1219026Haworth's — Chapter XXV. "I Shall not turn Back"Frances Hodgson Burnett

CHAPTER XXV.

"I SHALL NOT TURN BACK."


Murdoch went out into the night alone. When he found himself outside the iron gate he stood still for a moment.

"I will not go home yet," he said; "not yet."

He knew this time where he was going when he turned his steps upon the road again. He had only left the place a few hours before.

The moonlight gave it almost a desolate look, he thought, as he passed through the entrance. The wind still swayed the grass upon the mounds fitfully, and the headstones cast darker shadows upon them. There was no shadow upon the one under which Stephen Murdoch rested. It lay in the broad moonlight. Murdoch noticed this as he stopped beside it. He sat down upon the grass, just as he had done in the afternoon.

"Better not go home, just yet," he said again. "There is time enough."

Suddenly an almost unnatural calmness had fallen upon him. His passions and uncertainties of the past few months seemed small things. He had reached a climax and for a moment there seemed time enough. He thought of the past almost coldly—going over the ground mentally, step by step. It was as if he thought of the doings of another man—one who was younger and simpler and whose life was now over.

"There are a good many things that are done with," he said mechanically, recalling Haworth's words.

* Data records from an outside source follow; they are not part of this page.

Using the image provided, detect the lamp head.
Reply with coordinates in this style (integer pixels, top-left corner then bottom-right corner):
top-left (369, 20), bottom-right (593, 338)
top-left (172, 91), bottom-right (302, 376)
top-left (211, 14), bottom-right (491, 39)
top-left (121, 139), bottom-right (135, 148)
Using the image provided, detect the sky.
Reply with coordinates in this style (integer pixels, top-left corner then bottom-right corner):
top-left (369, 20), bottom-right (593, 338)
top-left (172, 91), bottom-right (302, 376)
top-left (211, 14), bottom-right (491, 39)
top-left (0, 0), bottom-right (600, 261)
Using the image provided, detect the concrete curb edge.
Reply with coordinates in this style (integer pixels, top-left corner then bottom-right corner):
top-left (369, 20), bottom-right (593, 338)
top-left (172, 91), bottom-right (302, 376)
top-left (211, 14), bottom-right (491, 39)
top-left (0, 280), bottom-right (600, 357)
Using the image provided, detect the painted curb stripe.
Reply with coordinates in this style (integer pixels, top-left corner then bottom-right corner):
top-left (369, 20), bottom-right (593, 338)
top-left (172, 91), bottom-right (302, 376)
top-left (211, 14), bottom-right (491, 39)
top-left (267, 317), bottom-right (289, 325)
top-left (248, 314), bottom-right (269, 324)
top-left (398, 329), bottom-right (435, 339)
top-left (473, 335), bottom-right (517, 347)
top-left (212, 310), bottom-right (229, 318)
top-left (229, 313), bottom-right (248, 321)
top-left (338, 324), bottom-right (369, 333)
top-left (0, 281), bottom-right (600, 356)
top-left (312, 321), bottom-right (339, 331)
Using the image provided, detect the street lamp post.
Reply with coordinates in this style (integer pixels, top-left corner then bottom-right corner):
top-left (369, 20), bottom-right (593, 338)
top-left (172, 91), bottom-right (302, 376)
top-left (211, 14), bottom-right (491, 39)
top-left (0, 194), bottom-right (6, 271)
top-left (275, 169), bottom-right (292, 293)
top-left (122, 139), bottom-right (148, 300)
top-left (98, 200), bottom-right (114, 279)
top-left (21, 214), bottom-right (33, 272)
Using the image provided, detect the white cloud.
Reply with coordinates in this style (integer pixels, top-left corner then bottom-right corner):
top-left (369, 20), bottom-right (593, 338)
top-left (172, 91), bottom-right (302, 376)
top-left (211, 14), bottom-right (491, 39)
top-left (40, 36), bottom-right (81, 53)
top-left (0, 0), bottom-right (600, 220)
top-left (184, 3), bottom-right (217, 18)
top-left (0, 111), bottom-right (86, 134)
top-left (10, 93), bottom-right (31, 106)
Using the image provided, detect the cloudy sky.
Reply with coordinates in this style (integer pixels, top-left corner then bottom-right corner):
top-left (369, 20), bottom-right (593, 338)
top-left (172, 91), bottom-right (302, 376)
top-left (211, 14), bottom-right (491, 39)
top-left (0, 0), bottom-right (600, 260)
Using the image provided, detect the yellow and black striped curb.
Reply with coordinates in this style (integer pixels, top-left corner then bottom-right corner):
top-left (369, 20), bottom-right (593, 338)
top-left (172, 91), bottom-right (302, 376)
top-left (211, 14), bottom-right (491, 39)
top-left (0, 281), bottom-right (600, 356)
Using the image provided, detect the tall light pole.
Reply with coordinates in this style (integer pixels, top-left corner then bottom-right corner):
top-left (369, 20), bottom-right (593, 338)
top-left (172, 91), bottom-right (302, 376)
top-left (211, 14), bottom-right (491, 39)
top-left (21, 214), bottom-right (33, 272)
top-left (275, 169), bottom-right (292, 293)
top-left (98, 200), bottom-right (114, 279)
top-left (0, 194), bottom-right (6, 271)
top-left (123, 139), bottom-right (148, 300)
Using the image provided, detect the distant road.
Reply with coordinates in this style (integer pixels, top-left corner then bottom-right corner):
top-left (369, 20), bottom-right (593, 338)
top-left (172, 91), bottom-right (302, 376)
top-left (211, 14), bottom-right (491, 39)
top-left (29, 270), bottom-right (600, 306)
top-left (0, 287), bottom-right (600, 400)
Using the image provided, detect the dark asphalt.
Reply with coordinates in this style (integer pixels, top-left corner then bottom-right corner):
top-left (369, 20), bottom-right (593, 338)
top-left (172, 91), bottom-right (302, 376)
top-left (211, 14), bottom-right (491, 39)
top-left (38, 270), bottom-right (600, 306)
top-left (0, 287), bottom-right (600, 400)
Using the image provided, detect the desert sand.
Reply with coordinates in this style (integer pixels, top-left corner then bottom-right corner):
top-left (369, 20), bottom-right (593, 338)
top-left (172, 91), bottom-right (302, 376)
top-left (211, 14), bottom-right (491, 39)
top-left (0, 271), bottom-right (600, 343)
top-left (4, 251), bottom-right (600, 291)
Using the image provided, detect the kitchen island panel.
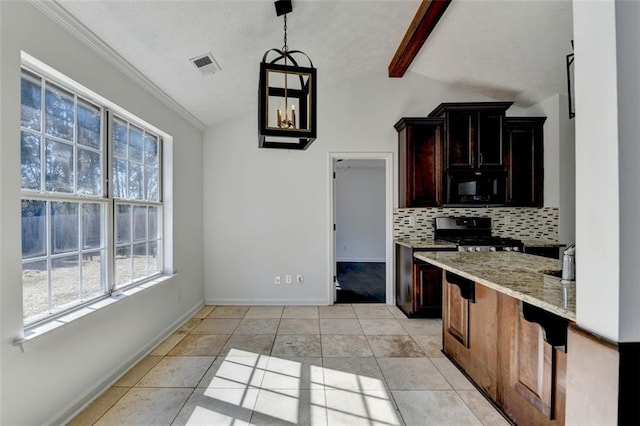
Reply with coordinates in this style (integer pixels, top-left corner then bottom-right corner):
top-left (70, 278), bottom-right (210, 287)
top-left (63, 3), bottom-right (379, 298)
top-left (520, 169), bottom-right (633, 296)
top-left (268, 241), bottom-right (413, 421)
top-left (414, 252), bottom-right (576, 321)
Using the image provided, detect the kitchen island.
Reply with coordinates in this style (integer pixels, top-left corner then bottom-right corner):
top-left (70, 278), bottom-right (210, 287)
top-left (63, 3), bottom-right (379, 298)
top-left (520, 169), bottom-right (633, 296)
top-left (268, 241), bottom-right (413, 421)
top-left (414, 252), bottom-right (576, 425)
top-left (414, 252), bottom-right (576, 321)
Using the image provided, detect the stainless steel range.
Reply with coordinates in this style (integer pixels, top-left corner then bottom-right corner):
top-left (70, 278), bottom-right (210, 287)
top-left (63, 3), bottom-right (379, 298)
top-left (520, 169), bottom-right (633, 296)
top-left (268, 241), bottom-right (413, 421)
top-left (435, 217), bottom-right (523, 251)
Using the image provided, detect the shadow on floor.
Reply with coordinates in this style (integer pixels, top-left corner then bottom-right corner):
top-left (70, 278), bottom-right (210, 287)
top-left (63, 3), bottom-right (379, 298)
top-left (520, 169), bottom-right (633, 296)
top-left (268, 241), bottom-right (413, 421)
top-left (336, 262), bottom-right (386, 303)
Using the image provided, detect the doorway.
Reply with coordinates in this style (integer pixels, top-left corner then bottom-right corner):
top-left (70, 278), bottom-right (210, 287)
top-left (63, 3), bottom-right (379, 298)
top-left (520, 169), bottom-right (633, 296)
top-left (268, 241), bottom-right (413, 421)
top-left (330, 153), bottom-right (395, 304)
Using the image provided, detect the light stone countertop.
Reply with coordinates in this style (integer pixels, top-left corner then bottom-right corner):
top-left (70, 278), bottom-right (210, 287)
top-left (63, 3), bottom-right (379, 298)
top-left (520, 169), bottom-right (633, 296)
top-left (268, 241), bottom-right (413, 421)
top-left (520, 238), bottom-right (566, 247)
top-left (414, 252), bottom-right (576, 321)
top-left (394, 238), bottom-right (458, 251)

He thought of the model standing in its old place in the empty room. It was a living thing awaiting his coming. The end might be anything—calamity, failure, death!—but to-night he had taken his first step toward that end.

"To-night I shall begin as he began," he thought; "to-night."

He threw himself full length upon the grass, clasping his hands beneath his head, his face turned upward to the vast clearness and depth above him. He had known it would come some day, but he never thought of its coming in this way. The man who slept under the earth at his side had begun with hope; he began as one who neither hoped nor feared, yielding only to a force stronger than himself.

He lay in this manner looking up for nearly an hour. Then he arose and stood with bared head in the white light and stillness.

"I shall not turn back," he said aloud at last, as if to some presence near him. "I shall not turn back, at least. Do not fear it."

And he turned away.


It was his mother who opened the door for him when he reached home.

"Come in," he said to her, with a gesture toward the inner room. "I have something to say to you."

She followed him in silence. Her expression was cold and fixed. It struck him that she, too, had lived past hope and dread.

She did not sit down when she had closed the door, but stood upright, facing him.

He spoke hoarsely.

"I am going upstairs," he said. "I told you once that some day it would see the light again in spite of us both. You can guess what work I shall do to-night."

"Yes," she answered, "I can guess. I gave up long ago."

She looked at him steadily; her eyes dilated a little as if with slow-growing fear of him.

"I knew it would end so," she went on. "I fought against my belief that it would, but it grew stronger every day—every hour. There was no other way."

"No," he replied, "there was no other way."

"I have seen it in your face," she said. "I have heard it in your voice. It has never been absent from your thoughts a moment—nor mine."

He did not speak.

"At first, when he died——"

Her voice faltered and broke, and then rose in a cry almost shrill.

"He did not die!" she cried. "He is not dead. He lives now—here! There is no death for him—not even death until it is done."

She panted for breath; her thin chest rose and fell—and yet suddenly she checked herself and stood before him with her first strained cairn.

"Go," she said. " I cannot hold you. If there is an end to be reached, reach it for God's sake and let him rest."

"Wish me God-speed," he said. "I—have more to bear than you think of."

For answer she repeated steadily words which she had uttered before.

"I do not believe in it; I have never believed for one hour."